Eastern Vascular Society
July 14, 2006

The relevance of late endoleaks following EVAR: implications for follow-up imaging protocols

Caron B. Rockman, MD, Thomas S. Maldonado, MD, Neal S. Cayne, MD, Glenn R. Jacobowitz, MD, Mark A. Adelman, MD, Paul J. Gagne, MD, Matthew M. Nalbandian, MD, Patrick J. Lamparello, MD and Thomas S. Riles, MD
New York University Medical Center, New York, NY

Introduction:
Lifelong follow-up is felt to be mandatory following EVAR. This has generally consisted of CT scans with IV contrast. The cumulative effect of repeated IV contrast, as well as radiation exposure, is unknown. The objective of this study was to analyze our EVAR experience, with specific attention to the incidence of late endoleaks, and to determine the possible implications for the necessity of yearly long-term follow-up.
Methods: A review was conducted of a prospectively maintained database of 327 EVAR’s performed at our institution. An endoleak was classified as “early” if it was first diagnosed within 24 months of EVAR, and “late” if it was first diagnosed thereafter.
Results: A total of 98 patients had an endoleak diagnosed at some time during their follow-up (29.9%). Of these, 82 (81.6%) were diagnosed within the 1st year following EVAR, 6 (6.1%) were diagnosed from the 1st to 2nd postoperative year, and 8 (8.2%) were diagnosed after two years. Of the 327 patients, 237 (72.5%) had at least one year of follow-up with a minimum of two postoperative CT scans, and form the denominator for the remainder of the analysis. The mean follow-up time of these 237 patients was 33 months (12-126 months). Of these 237, 83 (35%) had an endoleak diagnosed at some time during their follow-up. Only 8 of these endoleaks were diagnosed after 2 years (3.4%). Six of these eight late endoleaks were type II leaks, and two were type I leaks. Four of these late endoleaks (including the two type I leaks) were treated successfully endovascularly, three sealed spontaneously, and one remains open with a stable AAA size. Therefore, of 237 patients with at least 1 year of follow-up following EVAR, only 4 patients (1.7%) had endoleaks requiring treatment which were first diagnosed after 24 months of follow-up.

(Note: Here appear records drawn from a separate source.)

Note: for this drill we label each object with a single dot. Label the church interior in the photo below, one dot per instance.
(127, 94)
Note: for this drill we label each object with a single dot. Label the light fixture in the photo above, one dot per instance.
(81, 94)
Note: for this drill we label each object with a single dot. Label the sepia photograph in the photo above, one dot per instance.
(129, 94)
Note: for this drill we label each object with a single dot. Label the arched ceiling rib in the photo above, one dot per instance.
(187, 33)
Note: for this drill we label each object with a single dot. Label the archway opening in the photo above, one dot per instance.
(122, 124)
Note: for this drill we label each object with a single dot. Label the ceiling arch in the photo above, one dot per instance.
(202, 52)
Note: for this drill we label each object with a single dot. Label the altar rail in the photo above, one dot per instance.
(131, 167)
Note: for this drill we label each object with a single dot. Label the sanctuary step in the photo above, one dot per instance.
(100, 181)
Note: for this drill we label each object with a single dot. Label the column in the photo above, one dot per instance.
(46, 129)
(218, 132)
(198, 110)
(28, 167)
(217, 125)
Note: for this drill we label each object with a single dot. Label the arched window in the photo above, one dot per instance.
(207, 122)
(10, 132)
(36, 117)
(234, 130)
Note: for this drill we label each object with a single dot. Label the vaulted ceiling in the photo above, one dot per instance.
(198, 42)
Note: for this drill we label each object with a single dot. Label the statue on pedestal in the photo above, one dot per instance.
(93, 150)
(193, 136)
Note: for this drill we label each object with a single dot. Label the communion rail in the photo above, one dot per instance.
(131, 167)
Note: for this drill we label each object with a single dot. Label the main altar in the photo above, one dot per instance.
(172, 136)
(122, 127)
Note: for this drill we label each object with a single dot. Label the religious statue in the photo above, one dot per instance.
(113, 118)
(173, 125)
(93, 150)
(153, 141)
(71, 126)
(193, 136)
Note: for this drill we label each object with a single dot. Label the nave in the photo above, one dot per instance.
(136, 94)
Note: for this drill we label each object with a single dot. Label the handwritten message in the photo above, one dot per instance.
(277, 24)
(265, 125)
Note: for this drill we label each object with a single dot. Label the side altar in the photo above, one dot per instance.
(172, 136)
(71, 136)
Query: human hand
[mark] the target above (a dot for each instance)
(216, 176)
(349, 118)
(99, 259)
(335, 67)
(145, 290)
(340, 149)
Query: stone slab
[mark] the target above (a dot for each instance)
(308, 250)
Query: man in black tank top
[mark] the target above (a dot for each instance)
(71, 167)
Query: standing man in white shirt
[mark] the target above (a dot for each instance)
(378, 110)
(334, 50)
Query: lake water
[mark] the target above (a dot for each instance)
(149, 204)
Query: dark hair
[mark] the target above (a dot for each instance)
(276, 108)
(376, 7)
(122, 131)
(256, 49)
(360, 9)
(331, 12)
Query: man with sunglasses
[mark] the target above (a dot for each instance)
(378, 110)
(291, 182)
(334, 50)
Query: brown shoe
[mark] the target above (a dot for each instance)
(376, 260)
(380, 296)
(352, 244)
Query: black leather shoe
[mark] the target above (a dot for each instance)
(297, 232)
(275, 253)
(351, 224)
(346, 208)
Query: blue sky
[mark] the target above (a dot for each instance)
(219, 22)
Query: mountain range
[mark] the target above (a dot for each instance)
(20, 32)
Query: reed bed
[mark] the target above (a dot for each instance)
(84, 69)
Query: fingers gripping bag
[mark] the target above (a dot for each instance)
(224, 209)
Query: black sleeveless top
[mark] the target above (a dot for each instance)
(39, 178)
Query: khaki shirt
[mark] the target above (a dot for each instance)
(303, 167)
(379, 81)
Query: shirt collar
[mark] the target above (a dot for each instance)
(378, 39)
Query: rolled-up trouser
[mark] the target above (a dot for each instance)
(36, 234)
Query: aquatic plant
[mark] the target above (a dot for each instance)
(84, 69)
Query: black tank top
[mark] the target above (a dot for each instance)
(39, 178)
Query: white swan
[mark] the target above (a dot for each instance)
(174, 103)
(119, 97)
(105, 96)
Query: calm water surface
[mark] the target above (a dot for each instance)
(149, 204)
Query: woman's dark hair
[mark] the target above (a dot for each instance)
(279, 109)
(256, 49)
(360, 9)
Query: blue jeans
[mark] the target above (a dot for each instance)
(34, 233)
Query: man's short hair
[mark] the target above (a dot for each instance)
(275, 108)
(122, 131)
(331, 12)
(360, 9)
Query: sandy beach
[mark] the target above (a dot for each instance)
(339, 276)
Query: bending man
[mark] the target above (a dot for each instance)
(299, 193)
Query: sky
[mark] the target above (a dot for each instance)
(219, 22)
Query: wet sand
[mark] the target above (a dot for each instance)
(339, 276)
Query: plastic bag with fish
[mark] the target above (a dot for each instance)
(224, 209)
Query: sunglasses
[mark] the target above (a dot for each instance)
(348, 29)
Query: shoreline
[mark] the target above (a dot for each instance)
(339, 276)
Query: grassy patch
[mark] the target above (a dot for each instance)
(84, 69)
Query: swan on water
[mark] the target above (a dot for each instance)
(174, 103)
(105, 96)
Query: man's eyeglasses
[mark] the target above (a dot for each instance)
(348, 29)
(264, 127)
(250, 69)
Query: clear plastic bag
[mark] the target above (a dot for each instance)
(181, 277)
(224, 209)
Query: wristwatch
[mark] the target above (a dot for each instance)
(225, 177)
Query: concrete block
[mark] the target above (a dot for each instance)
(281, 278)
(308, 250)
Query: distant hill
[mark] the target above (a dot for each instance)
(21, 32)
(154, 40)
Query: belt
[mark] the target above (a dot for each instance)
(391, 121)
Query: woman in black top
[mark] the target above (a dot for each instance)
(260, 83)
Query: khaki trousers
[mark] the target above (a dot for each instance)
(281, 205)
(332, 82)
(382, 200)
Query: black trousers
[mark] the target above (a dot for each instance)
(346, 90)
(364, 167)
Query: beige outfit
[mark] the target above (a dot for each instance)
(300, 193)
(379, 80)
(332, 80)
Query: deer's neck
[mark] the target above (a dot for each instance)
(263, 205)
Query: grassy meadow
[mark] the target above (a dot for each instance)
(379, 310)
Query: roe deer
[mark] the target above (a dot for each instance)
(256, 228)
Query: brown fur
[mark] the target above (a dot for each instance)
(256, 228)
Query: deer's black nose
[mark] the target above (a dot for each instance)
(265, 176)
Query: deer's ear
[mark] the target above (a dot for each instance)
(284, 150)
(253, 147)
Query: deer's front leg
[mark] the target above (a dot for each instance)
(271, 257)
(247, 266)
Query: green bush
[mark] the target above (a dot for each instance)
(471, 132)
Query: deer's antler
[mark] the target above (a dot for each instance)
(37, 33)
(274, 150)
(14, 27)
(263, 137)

There was no significant difference between early and late endoleaks with regard to the percentage that sealed spontaneously (30.3% vs. 37.5%, p=NS), or the percentage which required treatment (34.2% vs. 50%, p=NS). There was no significant difference in the mean change in aneurysm diameter between patients with late leaks and patients with early leaks (mean -1.3 mm vs. -5.7 mm, p=NS).
Conclusions: In patients with at least one year of follow-up following EVAR, the incidence of late endoleaks diagnosed after 24 months is low (3.4%), and of those requiring treatment is even lower (1.7%). Clinically, late endoleaks do not appear to behave differently from early endoleaks. Therefore, the necessity of performing CT scans with IV contrast on a yearly basis in patients with two years of negative follow-up following EVAR is questionable. Considering the potential risks of cumulative contrast and radiation exposure, protocols involving biannual follow-up, perhaps with MRA, US, or CT scans without IV contrast should be aggressively investigated.